Reported Incident and Compliant Events Involving Sources of Radiation in Texas from 1956 to 2000


R. Emery


Since 1956, the Texas Department of Health Bureau of Radiation Control (TDH BRC) has documented incident and complaint events associated with the use of radiation sources within the state. These text-based records represent a wealth of information, but unfortunately are not maintained in a configuration that lends itself to ready analysis. If the data were encoded in a computerized spreadsheet using a standardized format, trends could be revealed and possible interventions or strategic adjustments could be put into place. So to access the valuable information contained in these records, six graduate students associated with the University of Texas Health Science Center at Houston (UTHSCH) encoded 44 y of incident and compliant event information using a pre-established set of codes. The coding system used in the project stemmed from previous work that examined regulatory compliance activities, incidents, and complaints in Texas over a 10 y period (Emery et al 2000). This previous work resulted in a number of educational interventions designed to make users of radiation sources aware of common deficiencies. The most notable of these interventions was an educational effort specifically directed towards the prevention of radioisotope misadministrations and dose irregularities (Charlton and Emery 2001). The database created by the students now represents the most comprehensive analyzable dataset of its kind in the country.

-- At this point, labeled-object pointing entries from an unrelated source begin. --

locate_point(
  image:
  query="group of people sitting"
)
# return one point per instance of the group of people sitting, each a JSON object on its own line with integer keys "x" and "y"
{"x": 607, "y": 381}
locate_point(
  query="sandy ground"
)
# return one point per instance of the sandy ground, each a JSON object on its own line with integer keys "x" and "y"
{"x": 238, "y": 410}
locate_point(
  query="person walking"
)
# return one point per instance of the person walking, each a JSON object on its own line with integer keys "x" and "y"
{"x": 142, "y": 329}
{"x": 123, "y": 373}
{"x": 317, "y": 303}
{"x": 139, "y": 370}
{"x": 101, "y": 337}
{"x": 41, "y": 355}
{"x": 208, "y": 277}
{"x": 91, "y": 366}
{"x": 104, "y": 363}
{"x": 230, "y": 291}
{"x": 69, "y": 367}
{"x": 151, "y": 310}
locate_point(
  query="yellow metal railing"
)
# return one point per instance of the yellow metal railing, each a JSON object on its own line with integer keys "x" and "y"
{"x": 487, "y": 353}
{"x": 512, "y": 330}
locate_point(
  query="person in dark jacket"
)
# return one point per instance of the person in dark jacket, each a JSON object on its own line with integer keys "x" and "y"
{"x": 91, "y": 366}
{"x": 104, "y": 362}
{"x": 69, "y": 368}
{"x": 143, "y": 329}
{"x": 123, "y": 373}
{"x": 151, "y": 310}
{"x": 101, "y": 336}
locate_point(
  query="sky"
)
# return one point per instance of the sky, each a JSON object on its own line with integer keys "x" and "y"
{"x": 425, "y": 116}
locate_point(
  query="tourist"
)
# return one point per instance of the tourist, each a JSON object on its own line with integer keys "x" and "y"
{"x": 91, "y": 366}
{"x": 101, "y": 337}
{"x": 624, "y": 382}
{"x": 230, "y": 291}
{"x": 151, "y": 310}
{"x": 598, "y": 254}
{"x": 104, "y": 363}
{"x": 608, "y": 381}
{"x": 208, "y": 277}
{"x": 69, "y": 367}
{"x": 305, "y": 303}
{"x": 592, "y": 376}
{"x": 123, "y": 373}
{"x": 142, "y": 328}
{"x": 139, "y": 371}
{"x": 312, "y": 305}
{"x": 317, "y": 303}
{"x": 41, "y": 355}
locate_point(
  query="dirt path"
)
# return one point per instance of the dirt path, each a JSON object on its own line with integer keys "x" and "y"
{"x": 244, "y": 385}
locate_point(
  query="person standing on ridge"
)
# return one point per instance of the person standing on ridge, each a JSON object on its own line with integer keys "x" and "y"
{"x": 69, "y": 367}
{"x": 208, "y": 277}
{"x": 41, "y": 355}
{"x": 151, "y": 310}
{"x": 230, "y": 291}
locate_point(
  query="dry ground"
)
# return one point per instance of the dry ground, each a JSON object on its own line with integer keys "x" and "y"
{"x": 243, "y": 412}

The ability to objectively answer questions about various radiation related matters in a rapid manner proved to be very valuable when questions arose about lost or stolen sources of radioactivity after the terrorist attacks on 11 September 2001. Of particular concern was the possible use of sources of radioactivity in radiological dispersion devices, or so called "dirty bombs." In addition to providing information on lost and stolen sources of radioactivity, other radiation-related event types can be examined, such as overexposures, transportation accidents, and equipment malfunctions. The data system also holds the potential for being a model for other states to use so that benchmarking comparisons can be made on a consistent basis.


This abstract was presented at the 36th Annual Midyear Meeting, "Radiation Safety Aspects of Homeland Security and Emergency Response", Regulatory Issues Session, 1/26/2003 - 1/29/2003, held in San Antonio, TX.